A new study has revealed that adolescents who watch professional wrestling on television have a higher tendency to be violent, have unsafe sex and show other risky behaviours.
The study led by Robert H. DuRant, Ph.D of Wake Forest University, Winston-Salem, N.C. has found that as the frequency of watching wrestling increases, the rate of risky behaviours also goes up.
DuRant and colleagues surveyed 2,300 young people, aged 16 to 20, across the United States where twenty-two percent males and fourteen percent females said they had watched professional wrestling on television over the past two weeks.
The survey found that respondents who had tried to hurt someone with a weapon watched 67 percent more wrestling than those who had not tried to hurt anyone.
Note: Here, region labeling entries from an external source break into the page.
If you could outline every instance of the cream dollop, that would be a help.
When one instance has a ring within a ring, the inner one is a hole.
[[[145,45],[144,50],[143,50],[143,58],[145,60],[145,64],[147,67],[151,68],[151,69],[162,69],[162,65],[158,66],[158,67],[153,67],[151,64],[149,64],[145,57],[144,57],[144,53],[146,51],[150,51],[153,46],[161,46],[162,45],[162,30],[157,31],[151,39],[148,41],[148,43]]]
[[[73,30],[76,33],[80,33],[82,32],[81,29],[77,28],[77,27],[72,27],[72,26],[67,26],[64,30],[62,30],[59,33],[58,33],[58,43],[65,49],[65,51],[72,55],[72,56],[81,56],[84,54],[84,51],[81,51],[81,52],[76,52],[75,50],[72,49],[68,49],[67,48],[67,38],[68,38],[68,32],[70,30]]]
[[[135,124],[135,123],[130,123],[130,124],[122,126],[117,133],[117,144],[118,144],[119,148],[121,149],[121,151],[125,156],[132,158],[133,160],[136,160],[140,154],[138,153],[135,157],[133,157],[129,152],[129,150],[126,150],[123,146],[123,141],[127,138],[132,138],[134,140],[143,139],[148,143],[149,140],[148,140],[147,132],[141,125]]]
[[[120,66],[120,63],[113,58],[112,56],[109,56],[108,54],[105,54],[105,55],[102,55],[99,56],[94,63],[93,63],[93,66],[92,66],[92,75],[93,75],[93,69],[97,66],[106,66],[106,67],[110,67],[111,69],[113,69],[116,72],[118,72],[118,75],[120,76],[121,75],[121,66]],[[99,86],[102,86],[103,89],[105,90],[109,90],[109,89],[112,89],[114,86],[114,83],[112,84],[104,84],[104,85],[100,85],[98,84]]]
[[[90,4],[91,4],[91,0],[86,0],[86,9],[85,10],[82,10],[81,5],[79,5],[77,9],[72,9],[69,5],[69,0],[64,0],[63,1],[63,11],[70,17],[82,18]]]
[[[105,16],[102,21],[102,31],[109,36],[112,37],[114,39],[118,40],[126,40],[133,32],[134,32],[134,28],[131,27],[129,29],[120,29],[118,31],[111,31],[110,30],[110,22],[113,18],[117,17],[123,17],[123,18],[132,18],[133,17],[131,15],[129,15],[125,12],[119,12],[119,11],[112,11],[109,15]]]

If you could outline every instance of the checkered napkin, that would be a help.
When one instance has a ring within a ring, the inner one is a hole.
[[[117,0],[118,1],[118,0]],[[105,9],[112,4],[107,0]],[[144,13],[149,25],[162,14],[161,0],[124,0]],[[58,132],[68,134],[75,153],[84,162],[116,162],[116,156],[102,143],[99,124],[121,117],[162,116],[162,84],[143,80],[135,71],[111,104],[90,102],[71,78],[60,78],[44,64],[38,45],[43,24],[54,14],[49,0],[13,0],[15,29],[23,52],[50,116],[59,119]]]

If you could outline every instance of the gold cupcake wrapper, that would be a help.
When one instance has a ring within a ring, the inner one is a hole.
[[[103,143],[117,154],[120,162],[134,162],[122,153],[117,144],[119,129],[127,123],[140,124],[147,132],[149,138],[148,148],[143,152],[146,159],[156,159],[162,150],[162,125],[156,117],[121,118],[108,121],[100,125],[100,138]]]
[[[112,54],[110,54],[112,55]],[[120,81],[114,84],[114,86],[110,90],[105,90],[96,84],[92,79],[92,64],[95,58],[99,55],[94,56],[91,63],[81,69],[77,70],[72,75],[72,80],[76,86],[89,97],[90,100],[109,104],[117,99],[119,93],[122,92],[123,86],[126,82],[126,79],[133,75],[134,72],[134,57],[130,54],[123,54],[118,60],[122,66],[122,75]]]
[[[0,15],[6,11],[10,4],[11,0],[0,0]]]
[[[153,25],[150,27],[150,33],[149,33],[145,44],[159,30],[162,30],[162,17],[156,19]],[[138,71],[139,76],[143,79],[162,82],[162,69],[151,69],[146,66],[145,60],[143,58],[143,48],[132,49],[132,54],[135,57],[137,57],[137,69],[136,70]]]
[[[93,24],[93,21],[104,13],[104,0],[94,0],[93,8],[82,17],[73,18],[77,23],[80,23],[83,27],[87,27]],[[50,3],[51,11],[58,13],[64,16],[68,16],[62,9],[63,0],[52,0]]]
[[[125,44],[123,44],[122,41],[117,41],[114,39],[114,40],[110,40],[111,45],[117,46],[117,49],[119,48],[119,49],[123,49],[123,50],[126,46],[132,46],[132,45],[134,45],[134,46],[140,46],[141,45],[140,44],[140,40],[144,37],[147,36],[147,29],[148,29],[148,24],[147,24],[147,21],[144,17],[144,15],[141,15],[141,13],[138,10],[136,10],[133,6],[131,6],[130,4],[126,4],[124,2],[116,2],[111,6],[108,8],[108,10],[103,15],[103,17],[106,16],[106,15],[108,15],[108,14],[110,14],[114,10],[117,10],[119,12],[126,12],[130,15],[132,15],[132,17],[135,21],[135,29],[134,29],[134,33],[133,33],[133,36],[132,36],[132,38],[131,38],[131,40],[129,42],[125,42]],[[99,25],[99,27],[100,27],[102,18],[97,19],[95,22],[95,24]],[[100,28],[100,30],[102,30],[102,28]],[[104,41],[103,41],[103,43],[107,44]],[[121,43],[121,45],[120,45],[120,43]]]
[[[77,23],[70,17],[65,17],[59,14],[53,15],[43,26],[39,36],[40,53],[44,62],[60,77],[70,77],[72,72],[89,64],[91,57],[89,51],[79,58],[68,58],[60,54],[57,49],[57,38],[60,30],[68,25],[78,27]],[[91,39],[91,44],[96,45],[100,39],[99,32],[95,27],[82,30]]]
Those had engaged in sex without birth control watched wrestling 42 percent more frequently than those who used birth control.
And smokers watched wrestling 31 percent more often than non-smokers.
"Youth who watch wrestling are exposed to a barrage of images of severe violence without the expected negative consequences, the degrading of women, sexuality connected with violence, and extreme verbal intimidation and abuse between wrestlers and their female escorts and/or women wrestlers," the researchers wrote.
"Reducing children's and adolescents' exposure to violence from electronic media sources should be an important component of any violence-prevention strategy," they added.
The study is published in the February Southern Medical Journal, official journal of the Southern Medical Association.